Understanding fragment shader invocation count

I’m using pipeline statistics queries to get shader invocation counts for a simple project. The vertex shader counts match my expectations (around 20k). But I’m getting some surprising results for fragment shader invocations. Theoretically, they should be around 550k. Practically, I tried them with 3 GPUs and am getting:

  • NVIDIA GeForce MX250: ~550k
  • Intel Iris Plus: ~650k
  • AMD Vega 64: ~1.3M

Is there some way to figure out why the difference?

I’ve read about “helper fragment shader invocations”, but could there be that many of them to explain more than double the number of total invocations?

I’ve also thought of multisampling, but as far as I can tell, the AMD drivers are set to “Application Settings” and I’m not doing anything in my code to request multisampling. Is it possible that the driver does it anyway? Is there some way to tell?

Context: the scene is relatively simple: a grid of 2D characters and background gradients. I’m measuring the invocations to check the effects of some optimizations. I wouldn’t compare numbers across devices anyway, but the differences made me curious.

Assuming your GL state, data, and shaders are identical across these test cases…

I would use the Pipeline statistics queries to inspect the stats further up in the pipeline for clues. That may suggest why. For instance, assuming this is a simple vertex+fragment shader (no tess or geometry shaders):

  • GL_PRIMITIVES_SUBMITTED
  • GL_CLIPPING_INPUT_PRIMITIVES
  • GL_CLIPPING_OUTPUT_PRIMITIVES

It is suspicious that the discrepancy between AMD and NVIDIA / Intel is ~2X.

Random thought: I wonder if AMD is counting clear fragments and NVIDIA isn’t. Something like that.

Or if there’s a lot more overdraw in the AMD case not prevented by heir/early depth and/or stencil tests?

It’s hard to believe that differences in clipping effectiveness could explain this, but i don’t know anything about the distribution of your rendered objects w.r.t. the bounds of the view frustum/window. To eliminate that as a factor, make sure everything you’re rendering is within the window bounds and within the near/far clip. Also to eliminate the heir/early depth tie-in, disable depth and stencil tests. And for good measure, disable blending.

It’s also hard to explain this with helper invocations, unless maybe you have a very tiny triangles, and the GPU rasterization tile sizes are significantly different.

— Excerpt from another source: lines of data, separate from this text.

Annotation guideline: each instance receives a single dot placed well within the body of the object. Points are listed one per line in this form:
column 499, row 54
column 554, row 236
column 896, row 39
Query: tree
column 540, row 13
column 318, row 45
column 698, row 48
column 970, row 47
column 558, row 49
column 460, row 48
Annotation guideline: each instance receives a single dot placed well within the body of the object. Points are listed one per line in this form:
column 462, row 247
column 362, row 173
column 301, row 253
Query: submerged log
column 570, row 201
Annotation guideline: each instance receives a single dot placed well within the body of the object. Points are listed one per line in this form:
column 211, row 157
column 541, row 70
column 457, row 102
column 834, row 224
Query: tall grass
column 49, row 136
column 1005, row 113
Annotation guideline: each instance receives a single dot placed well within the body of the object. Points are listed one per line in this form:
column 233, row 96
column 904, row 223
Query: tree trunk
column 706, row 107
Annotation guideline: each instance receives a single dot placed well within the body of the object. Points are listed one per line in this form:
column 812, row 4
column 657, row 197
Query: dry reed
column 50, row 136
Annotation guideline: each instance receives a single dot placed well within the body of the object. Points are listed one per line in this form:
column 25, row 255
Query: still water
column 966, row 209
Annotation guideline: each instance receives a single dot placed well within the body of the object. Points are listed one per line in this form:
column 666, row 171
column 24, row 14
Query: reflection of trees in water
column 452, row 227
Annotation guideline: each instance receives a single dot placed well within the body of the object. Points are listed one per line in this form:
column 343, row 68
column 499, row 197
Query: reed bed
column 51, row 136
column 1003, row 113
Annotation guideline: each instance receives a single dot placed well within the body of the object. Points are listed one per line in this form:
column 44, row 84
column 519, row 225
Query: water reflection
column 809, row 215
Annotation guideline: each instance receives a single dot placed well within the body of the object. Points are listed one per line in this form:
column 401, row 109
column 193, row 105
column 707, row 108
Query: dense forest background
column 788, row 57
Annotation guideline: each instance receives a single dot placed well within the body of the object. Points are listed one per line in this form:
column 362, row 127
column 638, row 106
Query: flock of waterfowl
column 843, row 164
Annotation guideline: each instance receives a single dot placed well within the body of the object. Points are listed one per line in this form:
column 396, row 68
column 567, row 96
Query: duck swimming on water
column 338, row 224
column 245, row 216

And multisampling is multisampling: 1 fragment shader execution per pixel (max). To get something different like supersampling (1 fragment shader execution per pixel subsample), you’d need to be using ARB_sample_shading or some vendor-specific feature like NVIDIA’s variable-rate shading.

1 Like

Wow, thank you, this is awesome.

I think you’re on to something with this one:

It’s also hard to explain this with helper invocations, unless maybe you have a very tiny triangles, and the GPU rasterization tile sizes are significantly different.

The scene consists of a lot of small, non-overlapping triangles. Something like 6000 small triangles in 2d. The overall screen-size of it is… around 900x600 pixels, so the average triangle sounds like 90 pixels, but in reality, there are many tiny ones and maybe 1000 bigger ones. (Read below for why I’m doing this.)

I’ll read more about rasterization tiles, but I assume this means that all pixels in a tile go through the fragment shader, even if they don’t all end up in the triangle. So either those tiles are very different or such wasted fragment shaders are counted differently.

The rest of the suggestions likely don’t apply. This is very simple: no tessellation, no geometry, no depth/stencil, no overdraw, same depth, trivial projection, no culling or anything, no blending, no supersampling. So I bet this is it. I’ll play with the triangles sizes a bit later and see what happens.

Thank you so much for your reply!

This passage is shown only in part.